Just as his father had described it to him. Poor but dignified houses, twenty at most, red-tiled roofs and dark olive green window frames. The church, tiny, in bright stone, a simple arch supporting two bells on top of the façade. On the other side of the little square the only sign of life, two old men sitting by their front doors. Voices roll faintly up the street. The café looks like someone’s house, a cross between a bar and a village shop. Above the door, words painted in red.

Pierre would have liked to roll up under the oak tree that shaded the square and sleep for hours, after his sleepless night, exhausted from his journey, his stomach still drunk from the waves. But the tension wouldn’t leave him in peace.

Now the old men were watching him. A man came to the door, adjusting his beret. With the right music and a couple of six-guns, he could have been in High Noon . But noon had passed some time ago, and the only reason for Pierre’s hesitation was a linguistic one: Professor Fanti had assured him that everyone in Split understood Italian, and yet it seemed strange to address these people as though they were strolling along the Portico del Pavaglione. Not that there was anything strange about them: shirt, trousers, shoes, all normal enough, perhaps tailored in a way that would raise a smile in Bologna. And yet the sky seemed to have a different blue, and unimaginable smells seemed to carry on the air.

‘Hi,’ he said finally, after crossing the little square. ‘I’m looking for Vittorio Capponi. ’

The wrinkles deepened on the man’s tanned face. Eyebrows, head, shoulders and arms: his whole body said no, the name meant nothing.

‘What did you say?’ asked one of the old men.

Pierre smiled, Fanti had not been mistaken. ‘I’m looking for Vittorio Capponi, where is he?’

‘Cappone?

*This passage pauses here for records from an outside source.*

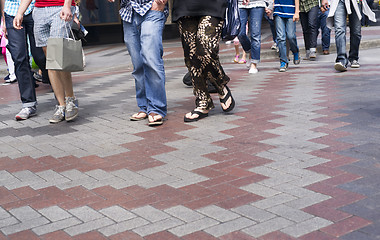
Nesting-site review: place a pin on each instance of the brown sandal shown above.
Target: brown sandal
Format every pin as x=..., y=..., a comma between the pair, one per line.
x=138, y=117
x=155, y=119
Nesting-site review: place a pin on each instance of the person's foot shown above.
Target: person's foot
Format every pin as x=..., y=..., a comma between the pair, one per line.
x=307, y=55
x=227, y=101
x=236, y=59
x=195, y=115
x=355, y=64
x=340, y=67
x=8, y=80
x=155, y=119
x=312, y=56
x=138, y=116
x=71, y=108
x=242, y=61
x=253, y=69
x=283, y=67
x=296, y=58
x=26, y=113
x=59, y=114
x=37, y=77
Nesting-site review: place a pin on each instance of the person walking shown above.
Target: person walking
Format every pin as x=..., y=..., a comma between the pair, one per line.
x=200, y=25
x=18, y=47
x=252, y=12
x=325, y=31
x=52, y=19
x=286, y=13
x=339, y=11
x=309, y=10
x=143, y=24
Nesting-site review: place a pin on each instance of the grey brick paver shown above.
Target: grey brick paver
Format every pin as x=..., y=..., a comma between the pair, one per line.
x=254, y=213
x=4, y=214
x=54, y=213
x=89, y=226
x=184, y=213
x=194, y=226
x=85, y=213
x=260, y=190
x=158, y=226
x=123, y=226
x=25, y=225
x=57, y=225
x=306, y=227
x=290, y=213
x=307, y=201
x=25, y=213
x=218, y=213
x=118, y=214
x=150, y=213
x=8, y=221
x=228, y=227
x=271, y=225
x=274, y=200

I don’t know, don’t know him.’

Don’t know? Twenty houses in the village and they don’t all know each other? The old man spoke Italian, but he must have been a bit befuddled. Or perhaps he came from a nearby hamlet where there wasn’t even a bar, and he had come here for a chat and he’d never seen Vittorio Capponi; his father worked in Split, he had never set foot in the bar. Pierre rummaged in his jacket and pulled out the piece of paper with the address.

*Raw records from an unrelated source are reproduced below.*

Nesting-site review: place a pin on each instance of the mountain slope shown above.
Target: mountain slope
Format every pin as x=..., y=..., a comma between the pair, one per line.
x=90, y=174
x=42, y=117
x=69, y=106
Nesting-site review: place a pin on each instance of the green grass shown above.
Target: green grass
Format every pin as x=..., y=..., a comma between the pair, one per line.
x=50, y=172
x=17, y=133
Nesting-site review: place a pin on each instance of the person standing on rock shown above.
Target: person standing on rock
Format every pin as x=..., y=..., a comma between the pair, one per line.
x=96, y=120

‘Where? Dove? Where?’ he asked tapping the paper with his hand and holding it out to the man with the beret. The man beckoned him to follow and set off under the beating sun. A herd of sheep cut across the main street, a fast white torrent driven by the cries of two grimy small boys, and slipped into a narrow side street. The man with the beret stopped at the next junction and pointed to a house halfway down the alley. Pierre thanked him with his voice and his eyes, and the man muttered something in reply, plunged his hands into his pockets and turned back towards the café.

There was no one home. Nothing strange about that: everyone would be at work at that time of day. Nothing to worry about, he would wait, he needed to sit down, just for a moment, even on the ground or on a rock, as long as it was fixed and motionless.